Yesterday
Page 6
“Your book will be false.”
“You don’t know that.”
“I do. Because you don’t know everything. You will never be able to write our story.”
“Do we have a story?”
“Yes, Line, we do.”
“A love story?”
“That depends on you, Line. Unless you have some other impossible love story.”
She smiles and says:
“No, I haven’t. But I could invent one.”
“There’s nothing to invent. I love you, Line, and you love me too.”
We stop. Violette is sleeping in her stroller. It is almost spring already. The snow is thawing, we walk in the mud.
Line looks at her sleeping little girl:
“Yes, I love you too, Sandor. But there’s my husband. And her.”
“But for them, would you love me totally? Would you marry me?”
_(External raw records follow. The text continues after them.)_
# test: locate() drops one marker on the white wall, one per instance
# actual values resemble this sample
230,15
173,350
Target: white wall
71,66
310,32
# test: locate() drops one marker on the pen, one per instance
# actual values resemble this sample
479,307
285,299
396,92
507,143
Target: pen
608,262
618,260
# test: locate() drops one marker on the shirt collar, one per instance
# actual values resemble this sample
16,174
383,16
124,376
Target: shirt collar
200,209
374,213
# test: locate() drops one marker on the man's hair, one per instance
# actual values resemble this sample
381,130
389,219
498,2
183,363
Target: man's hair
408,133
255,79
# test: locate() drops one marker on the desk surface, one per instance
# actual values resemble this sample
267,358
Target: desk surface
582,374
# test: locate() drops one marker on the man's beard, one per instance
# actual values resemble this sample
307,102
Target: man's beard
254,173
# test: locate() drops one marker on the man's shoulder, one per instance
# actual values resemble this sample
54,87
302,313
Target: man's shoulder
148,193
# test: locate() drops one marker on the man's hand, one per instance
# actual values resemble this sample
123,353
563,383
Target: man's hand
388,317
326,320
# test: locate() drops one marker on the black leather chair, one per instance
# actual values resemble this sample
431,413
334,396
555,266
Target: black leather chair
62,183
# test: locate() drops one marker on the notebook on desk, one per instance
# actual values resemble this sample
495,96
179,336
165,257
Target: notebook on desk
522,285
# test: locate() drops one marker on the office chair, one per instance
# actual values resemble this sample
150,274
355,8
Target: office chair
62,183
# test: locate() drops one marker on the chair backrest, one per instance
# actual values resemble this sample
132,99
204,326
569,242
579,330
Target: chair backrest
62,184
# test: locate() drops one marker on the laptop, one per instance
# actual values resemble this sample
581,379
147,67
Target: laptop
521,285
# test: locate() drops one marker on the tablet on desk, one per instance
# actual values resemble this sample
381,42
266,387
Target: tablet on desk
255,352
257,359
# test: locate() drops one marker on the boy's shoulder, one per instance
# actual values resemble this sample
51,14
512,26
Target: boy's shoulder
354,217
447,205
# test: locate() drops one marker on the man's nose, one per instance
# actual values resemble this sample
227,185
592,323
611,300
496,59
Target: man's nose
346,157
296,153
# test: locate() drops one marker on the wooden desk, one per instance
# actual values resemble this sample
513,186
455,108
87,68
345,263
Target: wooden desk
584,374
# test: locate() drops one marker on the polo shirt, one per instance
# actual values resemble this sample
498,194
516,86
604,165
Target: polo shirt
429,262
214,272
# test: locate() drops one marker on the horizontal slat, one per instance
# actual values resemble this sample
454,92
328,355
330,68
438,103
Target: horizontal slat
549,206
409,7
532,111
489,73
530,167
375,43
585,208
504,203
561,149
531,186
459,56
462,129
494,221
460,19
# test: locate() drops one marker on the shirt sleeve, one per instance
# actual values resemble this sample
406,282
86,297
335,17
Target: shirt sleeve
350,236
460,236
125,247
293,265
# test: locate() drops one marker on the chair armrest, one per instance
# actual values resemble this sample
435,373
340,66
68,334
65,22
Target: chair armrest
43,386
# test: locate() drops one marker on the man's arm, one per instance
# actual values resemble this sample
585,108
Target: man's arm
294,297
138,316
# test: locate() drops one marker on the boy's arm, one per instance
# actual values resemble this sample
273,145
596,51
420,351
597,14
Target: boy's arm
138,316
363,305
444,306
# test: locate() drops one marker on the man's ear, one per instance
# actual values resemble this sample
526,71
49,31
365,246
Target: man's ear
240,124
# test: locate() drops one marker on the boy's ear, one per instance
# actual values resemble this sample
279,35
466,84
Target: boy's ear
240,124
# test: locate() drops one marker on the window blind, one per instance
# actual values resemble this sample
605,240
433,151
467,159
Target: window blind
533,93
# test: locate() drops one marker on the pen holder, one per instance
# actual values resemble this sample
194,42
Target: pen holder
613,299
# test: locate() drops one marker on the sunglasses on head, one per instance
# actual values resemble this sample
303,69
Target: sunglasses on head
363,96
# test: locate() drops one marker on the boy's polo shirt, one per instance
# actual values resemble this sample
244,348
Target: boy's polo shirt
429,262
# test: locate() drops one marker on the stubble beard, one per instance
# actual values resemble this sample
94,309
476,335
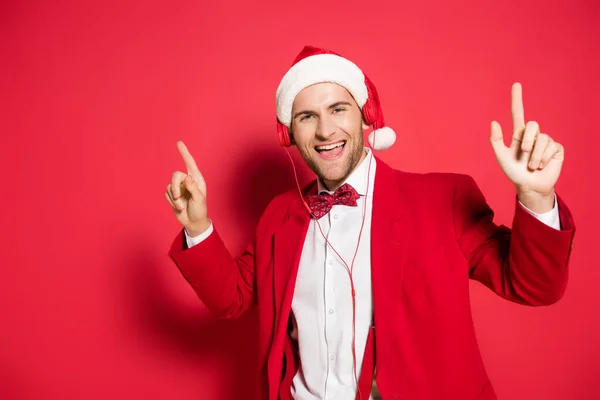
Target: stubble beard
330,173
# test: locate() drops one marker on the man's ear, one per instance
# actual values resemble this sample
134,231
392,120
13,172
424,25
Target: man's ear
365,126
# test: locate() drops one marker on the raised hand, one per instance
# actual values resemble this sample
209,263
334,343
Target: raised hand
187,195
533,160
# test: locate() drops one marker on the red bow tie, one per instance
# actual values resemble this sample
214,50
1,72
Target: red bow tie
320,204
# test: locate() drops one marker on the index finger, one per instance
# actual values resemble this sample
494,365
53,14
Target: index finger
518,113
190,164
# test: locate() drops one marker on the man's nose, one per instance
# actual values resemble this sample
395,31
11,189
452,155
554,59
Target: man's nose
326,128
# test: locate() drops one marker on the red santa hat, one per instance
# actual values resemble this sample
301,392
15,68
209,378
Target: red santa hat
314,65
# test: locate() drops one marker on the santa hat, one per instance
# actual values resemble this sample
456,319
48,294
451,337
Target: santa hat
314,65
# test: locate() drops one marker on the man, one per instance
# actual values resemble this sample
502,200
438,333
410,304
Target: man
371,277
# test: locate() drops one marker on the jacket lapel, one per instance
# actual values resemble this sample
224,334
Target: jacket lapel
389,240
287,249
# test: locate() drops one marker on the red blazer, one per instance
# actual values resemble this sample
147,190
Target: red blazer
430,233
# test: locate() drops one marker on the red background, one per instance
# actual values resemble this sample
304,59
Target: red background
94,98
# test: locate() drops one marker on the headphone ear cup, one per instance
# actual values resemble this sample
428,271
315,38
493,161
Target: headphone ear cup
283,134
370,112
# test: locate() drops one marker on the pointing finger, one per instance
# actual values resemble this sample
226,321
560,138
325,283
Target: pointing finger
532,131
189,161
517,111
496,136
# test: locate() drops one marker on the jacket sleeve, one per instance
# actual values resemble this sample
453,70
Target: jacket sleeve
526,265
224,284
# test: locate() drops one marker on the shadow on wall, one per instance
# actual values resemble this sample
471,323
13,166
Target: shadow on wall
193,332
259,178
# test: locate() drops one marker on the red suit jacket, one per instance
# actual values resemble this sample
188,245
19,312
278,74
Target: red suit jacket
430,233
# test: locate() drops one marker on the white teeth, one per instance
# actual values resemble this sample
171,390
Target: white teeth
330,146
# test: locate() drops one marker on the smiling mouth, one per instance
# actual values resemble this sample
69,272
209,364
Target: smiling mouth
330,147
331,151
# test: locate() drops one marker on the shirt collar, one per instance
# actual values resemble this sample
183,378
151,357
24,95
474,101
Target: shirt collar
357,179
“No, Tobias. I can’t become the wife of a factory worker, nor continue to work in a factory myself.”
I ask:
“And when I become a great and famous writer and I come back to find you, will you marry me?”
She says:
“No, Tobias. Firstly, I don’t believe in your dream of becoming a famous writer. Secondly, I could never marry Esther’s son. Your mother was left in the village by the Romanies, the gypsies. Thieves and beggars. I have honest, cultivated parents, I come from a good family.”
“Yes, I know. And I have a whore for a mother, an unknown father and I am nothing but a worker. Even if I become a writer, I will always be a good-for-nothing, without culture, without education, a son of a whore.”
“Yes, that’s how it is. I love you, but it’s only a dream. I’m ashamed, Sandor. I feel uneasy with my husband and I feel uneasy with you too. I feel like I am deceiving you both.”
I think about telling her everything, to hurt her like she has hurt me, telling her at least that I have the same father as her, cultured and from a good family. I should tell her but I can’t, I can’t hurt her, I don’t want to lose her.
Line’s husband has to go away for two days to a conference.
I suggest to Line:
“We could see each other in the evening.”
She hesitates:
“I don’t want you to come to the house. I can’t come to your place, it’s too far, I can’t leave the little one for too long. Wait for me on the bridge. I will come out once Violette is asleep. Around nine o’clock.”
I get there at eight. I lean my bike against the parapet of the bridge. I sit down, I wait, like on so many other evenings. I could wait for hours, days, if necessary, I’ve got nothing else to do.
With the aid of my binoculars, I watch Line. She comes into the back room, puts the child to bed, turns out the light. She opens the window, leans out, she smokes a cigarette. She can’t see me, but she knows I’m there. She waits until her child is asleep.
The church clock strikes nine. It is raining.
A short while later, Line is next to me. She has a scarf over her hair like the ones worn by the women in our country. Except for my mother, who never wore a scarf or a hat. She had magnificent hair, even in the rain.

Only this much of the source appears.